His evidence for all of this consists of a huge quantity of Slater’s Facebook messages many of which are to and from Jason Ede, the longest-serving press officer in the Prime Minister’s office. The primary allegations regarding Ede are:
- He was involved in accessing the Labour Party’s computers in the lead-up to the 2011 election
- He tips Slater off when an OIA is about to be released to an opposition party or media outlet, telling Slater to request the OIA, which he is then provided with before the original requestor. Slater then publishes the information on his blog with a pro-National spin
- He is implicated in advising Slater to request classified SIS documents, which were then declassified and quickly released to Slater to embarrass Labour leader Phil Goff
- Ede advised Slater on the wording of OIA requests to conduct a smear campaign against MFAT staff protesting Murray McCully’s restructuring of their department.

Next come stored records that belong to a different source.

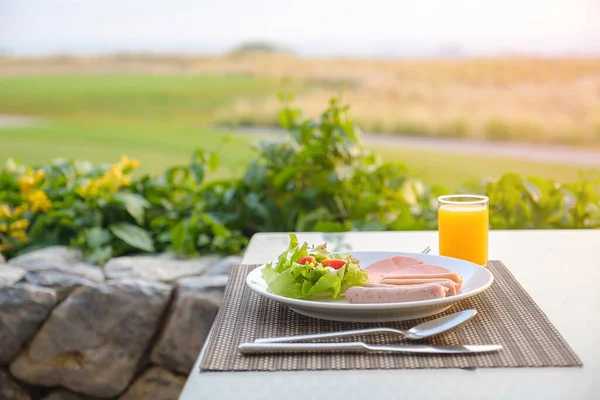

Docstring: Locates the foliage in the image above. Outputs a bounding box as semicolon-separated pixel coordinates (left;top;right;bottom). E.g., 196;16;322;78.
0;152;246;263
0;98;600;263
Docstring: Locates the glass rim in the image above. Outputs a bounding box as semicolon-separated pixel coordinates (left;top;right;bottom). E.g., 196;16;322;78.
438;194;490;205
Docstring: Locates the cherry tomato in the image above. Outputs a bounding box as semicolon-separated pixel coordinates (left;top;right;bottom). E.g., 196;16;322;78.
298;256;317;265
323;258;346;269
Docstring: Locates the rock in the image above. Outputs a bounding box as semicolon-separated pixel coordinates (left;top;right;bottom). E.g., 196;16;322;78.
119;367;185;400
10;246;104;282
25;271;96;301
0;369;31;400
204;256;242;276
42;389;100;400
0;264;27;286
11;280;171;397
0;283;56;365
177;275;229;293
151;276;227;374
104;256;219;282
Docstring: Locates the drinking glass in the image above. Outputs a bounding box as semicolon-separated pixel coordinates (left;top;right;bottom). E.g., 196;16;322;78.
438;194;489;266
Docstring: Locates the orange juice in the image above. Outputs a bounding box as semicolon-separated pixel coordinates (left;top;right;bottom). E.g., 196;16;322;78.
438;196;489;265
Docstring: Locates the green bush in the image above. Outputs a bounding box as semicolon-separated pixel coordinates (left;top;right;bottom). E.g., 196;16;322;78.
0;100;600;263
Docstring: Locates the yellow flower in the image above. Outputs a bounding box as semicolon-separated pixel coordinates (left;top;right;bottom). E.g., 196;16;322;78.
19;168;46;194
13;204;29;217
27;190;52;212
0;204;12;218
19;176;35;194
35;169;46;183
8;231;27;243
8;219;29;231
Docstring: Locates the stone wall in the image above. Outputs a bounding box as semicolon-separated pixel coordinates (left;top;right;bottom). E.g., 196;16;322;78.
0;247;241;400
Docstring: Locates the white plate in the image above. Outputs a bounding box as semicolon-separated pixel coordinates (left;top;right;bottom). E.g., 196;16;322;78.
246;251;494;322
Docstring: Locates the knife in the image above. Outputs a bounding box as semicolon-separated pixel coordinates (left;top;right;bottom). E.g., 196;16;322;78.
238;342;502;354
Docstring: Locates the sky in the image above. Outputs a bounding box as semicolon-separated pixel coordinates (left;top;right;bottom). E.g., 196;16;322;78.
0;0;600;58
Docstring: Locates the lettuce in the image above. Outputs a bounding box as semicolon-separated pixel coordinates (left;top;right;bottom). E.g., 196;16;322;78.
262;233;368;299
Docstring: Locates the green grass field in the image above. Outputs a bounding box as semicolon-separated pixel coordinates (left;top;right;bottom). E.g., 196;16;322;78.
0;75;592;189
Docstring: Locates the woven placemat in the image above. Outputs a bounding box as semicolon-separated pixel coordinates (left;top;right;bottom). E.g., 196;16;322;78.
200;261;582;371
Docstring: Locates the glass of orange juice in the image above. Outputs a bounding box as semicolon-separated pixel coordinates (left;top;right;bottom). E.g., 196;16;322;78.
438;194;489;266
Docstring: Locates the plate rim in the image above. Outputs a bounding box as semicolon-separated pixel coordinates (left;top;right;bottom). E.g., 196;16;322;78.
246;250;494;311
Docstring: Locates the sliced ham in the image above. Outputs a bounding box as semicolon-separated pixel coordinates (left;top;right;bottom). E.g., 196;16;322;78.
345;283;448;304
381;272;463;291
381;275;460;296
365;256;423;282
383;272;462;284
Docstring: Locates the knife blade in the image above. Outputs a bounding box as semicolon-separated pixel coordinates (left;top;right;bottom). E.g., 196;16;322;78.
238;342;502;354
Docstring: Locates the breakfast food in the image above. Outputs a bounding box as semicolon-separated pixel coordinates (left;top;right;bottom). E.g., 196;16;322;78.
262;234;369;300
262;234;463;303
345;256;463;303
346;283;448;303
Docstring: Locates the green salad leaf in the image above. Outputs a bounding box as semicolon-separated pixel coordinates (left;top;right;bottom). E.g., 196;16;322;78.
262;233;368;299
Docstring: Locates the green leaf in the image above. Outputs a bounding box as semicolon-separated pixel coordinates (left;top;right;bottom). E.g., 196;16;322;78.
86;246;113;264
85;226;112;249
171;221;188;251
114;193;150;225
208;153;220;171
109;222;154;252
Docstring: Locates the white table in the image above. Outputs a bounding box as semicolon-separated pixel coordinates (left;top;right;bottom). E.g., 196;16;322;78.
180;230;600;400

The book also documents the close friendship between Slater and Justice Minister Judith Collins, alleging:
- Collins is the source of much of the material for Slater’s ‘tipline’, attacking Labour MPs and her enemies within the National Party.
- When she was Minister of Corrections Collins appears to have had a prisoner transferred at Slater’s request, because a friend of Slater’s didn’t want her daughter visiting her imprisoned ex-partner and Slater arranged to have the man transferred to a more remote prison. The prisoner later attempted suicide.
- Collins discusses the illegal leaking of police evidence with Slater and publication of the evidence on Slater’s blog (at the time she was Minister of Police)
One of Slater’s primary collaborators is the political strategist Simon Lusk. Allegations:
- Lusk and Slater charge aspiring National politicians to help them win candidate selection in National safe-seats by running attack campaigns against their opponents. The book documents an extensive smear campaign in the Rodney electorate in 2011, in which Lusk and Slater successfully elected their client Mark Mitchell, who is now the MP for Rodney.
- Lusk and Slater, and Jordan Williams routinely game the iPredict site, spending small amounts of money to move the prices around and then blogging about the movements.
- Lusk was hired by Brash to help replace Rodney Hide as leader of the ACT Party. Lusk – evidently without Brash’s knowledge – found out from Jordan Williams that Rodney Hide had been sending ‘dodgy texts’ to a young woman. Slater published hints about this on his blog and Lusk proposed that they approach Hide quietly and ‘tell Hide that someone had the texts and will release them if he doesn’t resign by Friday’. Hide resigned.
Much of the material published by Slater under his name is actually written by Carrick Graham, a lobbyist for the tobacco industry. Allegations:
- Graham also comments extensively on WhaleOil, using pseudonyms, often under his own posts. His pseudo-anonymous comments are incredibly racist and misogynistic.
- Graham pays Slater about $6500 a month for publishing pro tobacco, pro alcohol PR, written by Graham but published under Slater’s byline.
- Many of the posts are vicious attacks against academics that publish scientific research that upsets Graham’s clients.
- Other noteworthy allegations:
Slater has a friend who is a former-prostitute, who asks around brothels to find out if his political enemies have been to them. Len Brown, John Boscowan, Labour MPs, the Herald’s editors and Duncan Garner are all named as people Slater has attempted to ‘dig dirt’ on in this manner to ‘apply pressure’.
Jordan Williams edits the Wikipedia pages of Labour MPs and writes smears about their sex lives
Content on David Farrar’s Kiwiblog is written by National’s communications staffers
That’s not even close to an exhaustive list. Just the things that jumped out at me.